How does the Jointer Reserve Mirror the Federal Reserve’s Economic Psychology?

How does the Jointer Reserve Mirror the Federal Reserve’s Economic Psychology?

As mentioned above, JNTR was financially engineered to set a face value floor and constantly increase. Therefore, much like the Federal Reserve Gold system used to back currency, economic psychology plays a role in secondary trading.  


The psychology assumes that the secondary markets will follow closely to JNTR’s face value in the Liquidity Reserve. This is similar to the old Federal Reserve Gold system to back currency because although the gold is not physically traded, the paper currency receives a denomination as if it were and it is traded on secondary markets following this mindset. This same concept applies to Jointer’s Liquidity Reserves and Syndication Economy.
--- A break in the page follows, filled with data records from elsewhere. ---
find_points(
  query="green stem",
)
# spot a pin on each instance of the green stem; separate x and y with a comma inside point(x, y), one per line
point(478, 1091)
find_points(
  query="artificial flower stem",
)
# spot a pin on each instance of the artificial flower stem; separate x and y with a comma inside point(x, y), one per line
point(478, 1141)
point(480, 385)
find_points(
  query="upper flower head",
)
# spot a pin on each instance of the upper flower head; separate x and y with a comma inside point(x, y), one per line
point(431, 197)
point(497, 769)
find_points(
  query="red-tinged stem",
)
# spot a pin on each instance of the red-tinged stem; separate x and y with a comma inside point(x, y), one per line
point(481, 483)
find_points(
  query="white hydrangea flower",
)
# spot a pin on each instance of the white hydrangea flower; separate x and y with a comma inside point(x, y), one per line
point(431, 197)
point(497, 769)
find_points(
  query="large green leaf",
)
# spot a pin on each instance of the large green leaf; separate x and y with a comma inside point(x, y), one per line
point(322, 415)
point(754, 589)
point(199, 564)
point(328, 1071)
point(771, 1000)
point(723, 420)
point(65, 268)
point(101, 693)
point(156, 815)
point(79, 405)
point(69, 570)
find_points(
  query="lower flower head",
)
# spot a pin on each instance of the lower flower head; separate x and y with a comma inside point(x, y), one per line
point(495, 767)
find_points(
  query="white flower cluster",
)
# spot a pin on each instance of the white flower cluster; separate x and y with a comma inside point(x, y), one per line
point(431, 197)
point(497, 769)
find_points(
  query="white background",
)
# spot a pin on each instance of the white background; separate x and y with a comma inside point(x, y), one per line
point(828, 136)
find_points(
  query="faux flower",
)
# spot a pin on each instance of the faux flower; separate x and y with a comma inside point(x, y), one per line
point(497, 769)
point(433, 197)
JNTR’s face value can be trusted since there is an option to redeem for digital currency from the Liquidity Reserve process, just like the Federal Reserve.  


For example, if the system offers JNTR redemptions for $1 and after a few days the ratio in the reserve increases, pushing JNTR’s face value to $2, it is unlikely that JNTR will trade on secondary markets for a value that deviates far from $2. When the number deviates enough, an arbitrage opportunity arises creating incentive to close the difference between the two values. 


So in other words, Jointer’s Liquidity Reserves allow the public the ability to enjoy from JNTR’s growth with decentralized mechanisms that once a floor is established, the face value cannot drop below it, while being supported with unlimited liquidity.